Theoretically, the explosion of scientific data being generated across all research fields is a boon for researchers looking to draw on high quality data from various sources. In practice, it is often difficult for researchers to take full advantage of this situation because of inconsistent protocols, policies, and best practices for managing data. As scientific data generation shows no signs of slowing down, the problem becomes increasingly acute. To address these challenges, the principles of FAIR data (Findable, Accessible, Interoperable, Reusable) were first formally described in 2016 by a working group representing academic and industrial institutions, funding organizations, and scientific publishers. Since then, the topic of FAIR data has received increasing attention.
In this context, the NSF's new guidelines will be a very welcome and valuable addition. Focusing specifically on the benefits of persistent identifiers and machine-readable data management plans, the NSF's letter states:
"A benefit of a persistent ID for research data is that the dataset can be cited in a researcher's NSF biographical sketch, as previously noted, as well as in the "results of prior research" section of future grant proposals.
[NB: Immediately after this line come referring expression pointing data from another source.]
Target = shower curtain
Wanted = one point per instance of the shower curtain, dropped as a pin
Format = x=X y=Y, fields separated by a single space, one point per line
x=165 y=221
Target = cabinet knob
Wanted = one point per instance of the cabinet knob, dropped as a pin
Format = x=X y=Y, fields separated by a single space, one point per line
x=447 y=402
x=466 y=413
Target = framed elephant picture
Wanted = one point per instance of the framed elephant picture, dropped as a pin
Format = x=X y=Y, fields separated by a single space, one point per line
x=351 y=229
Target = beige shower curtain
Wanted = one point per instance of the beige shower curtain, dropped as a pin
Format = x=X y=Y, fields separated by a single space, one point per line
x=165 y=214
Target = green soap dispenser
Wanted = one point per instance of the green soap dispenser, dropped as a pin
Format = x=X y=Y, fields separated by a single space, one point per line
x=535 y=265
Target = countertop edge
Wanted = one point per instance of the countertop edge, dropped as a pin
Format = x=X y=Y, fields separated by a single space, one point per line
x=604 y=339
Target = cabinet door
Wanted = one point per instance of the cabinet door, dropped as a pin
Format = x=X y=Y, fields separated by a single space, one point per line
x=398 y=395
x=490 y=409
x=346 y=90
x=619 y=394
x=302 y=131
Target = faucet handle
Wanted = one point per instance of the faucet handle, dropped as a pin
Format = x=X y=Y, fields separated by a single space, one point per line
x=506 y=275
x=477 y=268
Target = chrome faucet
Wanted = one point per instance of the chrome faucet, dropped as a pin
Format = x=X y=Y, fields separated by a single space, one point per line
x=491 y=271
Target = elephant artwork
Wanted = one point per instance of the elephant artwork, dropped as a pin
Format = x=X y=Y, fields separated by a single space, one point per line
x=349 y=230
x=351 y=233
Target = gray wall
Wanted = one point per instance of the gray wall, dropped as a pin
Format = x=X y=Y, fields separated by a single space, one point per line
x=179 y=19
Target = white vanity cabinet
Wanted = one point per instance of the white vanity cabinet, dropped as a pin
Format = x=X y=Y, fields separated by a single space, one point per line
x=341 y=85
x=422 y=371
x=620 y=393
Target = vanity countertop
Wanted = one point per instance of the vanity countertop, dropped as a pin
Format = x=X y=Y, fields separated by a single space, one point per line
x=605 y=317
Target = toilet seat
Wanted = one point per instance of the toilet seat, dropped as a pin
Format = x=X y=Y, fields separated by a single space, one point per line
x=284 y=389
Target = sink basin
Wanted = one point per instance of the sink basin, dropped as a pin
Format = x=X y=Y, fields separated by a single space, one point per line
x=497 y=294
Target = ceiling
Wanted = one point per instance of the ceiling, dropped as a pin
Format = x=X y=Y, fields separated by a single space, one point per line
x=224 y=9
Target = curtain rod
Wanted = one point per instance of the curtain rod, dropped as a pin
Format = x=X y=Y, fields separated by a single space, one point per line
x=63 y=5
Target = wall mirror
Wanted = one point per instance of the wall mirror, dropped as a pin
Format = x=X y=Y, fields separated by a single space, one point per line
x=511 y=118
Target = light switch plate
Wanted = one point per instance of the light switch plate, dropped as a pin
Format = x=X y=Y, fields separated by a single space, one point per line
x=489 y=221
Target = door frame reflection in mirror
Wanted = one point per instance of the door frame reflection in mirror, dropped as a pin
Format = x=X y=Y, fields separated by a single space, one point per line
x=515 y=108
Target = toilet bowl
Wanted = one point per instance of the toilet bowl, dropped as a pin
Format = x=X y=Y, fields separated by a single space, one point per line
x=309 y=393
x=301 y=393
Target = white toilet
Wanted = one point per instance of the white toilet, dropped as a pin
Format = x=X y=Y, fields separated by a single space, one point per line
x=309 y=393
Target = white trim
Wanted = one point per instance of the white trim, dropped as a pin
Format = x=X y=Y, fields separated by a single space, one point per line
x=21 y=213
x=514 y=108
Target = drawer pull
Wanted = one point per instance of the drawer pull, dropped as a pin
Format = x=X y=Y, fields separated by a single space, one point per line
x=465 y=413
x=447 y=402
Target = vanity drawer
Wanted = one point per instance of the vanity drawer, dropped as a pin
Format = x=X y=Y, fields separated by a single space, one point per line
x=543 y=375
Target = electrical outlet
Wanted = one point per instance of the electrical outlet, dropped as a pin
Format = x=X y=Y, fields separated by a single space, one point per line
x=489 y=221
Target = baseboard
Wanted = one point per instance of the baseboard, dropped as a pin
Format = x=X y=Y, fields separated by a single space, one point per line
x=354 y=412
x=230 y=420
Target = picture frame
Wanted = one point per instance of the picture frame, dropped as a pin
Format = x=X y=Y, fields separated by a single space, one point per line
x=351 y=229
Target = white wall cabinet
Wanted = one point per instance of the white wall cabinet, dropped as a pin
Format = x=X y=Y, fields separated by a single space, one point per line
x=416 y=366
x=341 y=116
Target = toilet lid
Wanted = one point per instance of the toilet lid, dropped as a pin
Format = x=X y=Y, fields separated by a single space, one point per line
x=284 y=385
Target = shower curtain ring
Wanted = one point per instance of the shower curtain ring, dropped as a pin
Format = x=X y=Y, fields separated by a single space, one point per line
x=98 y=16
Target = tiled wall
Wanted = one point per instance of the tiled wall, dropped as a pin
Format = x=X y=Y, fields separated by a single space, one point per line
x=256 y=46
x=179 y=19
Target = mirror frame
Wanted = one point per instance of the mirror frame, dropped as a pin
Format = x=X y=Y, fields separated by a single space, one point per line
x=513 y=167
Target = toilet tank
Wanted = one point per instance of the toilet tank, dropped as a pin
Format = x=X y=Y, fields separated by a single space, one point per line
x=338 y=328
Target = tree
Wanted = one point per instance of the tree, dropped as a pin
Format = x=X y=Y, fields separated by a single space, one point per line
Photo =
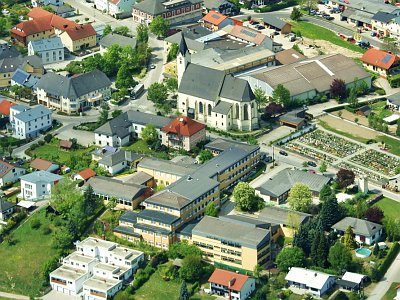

Use of persistent IDs confer other long-term benefits as well. For example, information about a dataset can be findable even though the dataset itself is no longer accessible....
When written effectively, DMPs clarify how researchers will effectively disseminate and share research results, data, and associated materials. However, DMPs can also contain complex and/or ambiguous terms that produce uncertainty about the benefits of data management activities. Such ambiguity can produce situations where the DMP does not adequately explain what data will be created or where the data will be deposited.
For this reason, NSF encourages the use of DMP tools, such as EZDMP7 or the DMPTool, to create machine-readable DMPs. The DMP specifies how data will be produced, prepared, curated, and stored. A machine-readable document allows a computer program to interpret the DMP, such as to prepare a data repository for an eventual deposit of a large or complicated dataset."
As the scientific research infrastructure transitions to a data-intensive and ultimately open environment, the need to effectively manage data will becoming a critical pillar. The NSF's new guidelines go a long to supporting this endeavor.